The second is called a "Maize for the Administrator." Walls of blue-wrapped bond paper and yellow-lined pads are encircled with red tape and tied in a bow. Within the maze are office chairs and telephones - all on the same line so everyone can listen in on the other.

"If you make it through the maze, you don't get a prize, you just get out." said Tigerman.

Jay Solomon. GSA administrator, said he found the exhibits funny.

Tigerman was one of the four nationally known architects asked by Roy Knight of the National Endowment for the Arts architecture section to design lounges using furniture available from the GSA catalogue. "We asked them to use imagination and illustrate good design."

Solomon, speaking in a keynote address yesterday morning said. "I didn't come to Washington to continue "business as usual" in drab, gray, sterile shells that are so uninviting to the general public as well as the people who work there.

"I came to Washington because I shared President Carter's ideals and hopes for a bright new day, a day in which efficiency, openness and respect for one another and for the environment are the prevailing concepts . . . and those concepts should be reflected in the government's buildings.

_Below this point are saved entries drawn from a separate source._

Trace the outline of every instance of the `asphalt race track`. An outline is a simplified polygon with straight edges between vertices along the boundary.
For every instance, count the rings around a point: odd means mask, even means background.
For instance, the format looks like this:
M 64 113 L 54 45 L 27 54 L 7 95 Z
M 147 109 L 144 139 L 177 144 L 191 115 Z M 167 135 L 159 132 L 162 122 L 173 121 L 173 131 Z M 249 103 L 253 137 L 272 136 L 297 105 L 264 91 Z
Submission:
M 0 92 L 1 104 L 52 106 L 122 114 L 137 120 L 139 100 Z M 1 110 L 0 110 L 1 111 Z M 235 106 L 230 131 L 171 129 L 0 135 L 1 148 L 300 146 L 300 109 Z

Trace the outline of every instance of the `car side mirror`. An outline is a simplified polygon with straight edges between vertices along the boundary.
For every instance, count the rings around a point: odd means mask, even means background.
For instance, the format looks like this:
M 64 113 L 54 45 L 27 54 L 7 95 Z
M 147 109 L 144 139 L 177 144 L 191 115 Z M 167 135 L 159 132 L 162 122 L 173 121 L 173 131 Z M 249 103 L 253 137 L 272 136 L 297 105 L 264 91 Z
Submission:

Solomon, who is currently involved in a massive effort to clean up the scandal-plagued GSA, went on to promise. "No longer will the nation's business be transacted behind plaster walls and closed doors but in openness where whole floors of people work together in harmony . . . No longer will buildings be darkened at 5 p.m. and locked up tight when the last workers leave. Public plazas, courtyards, audtioriums and lunchrooms are being thrown open to the people of all sorts of community events ranging from shows to concerts."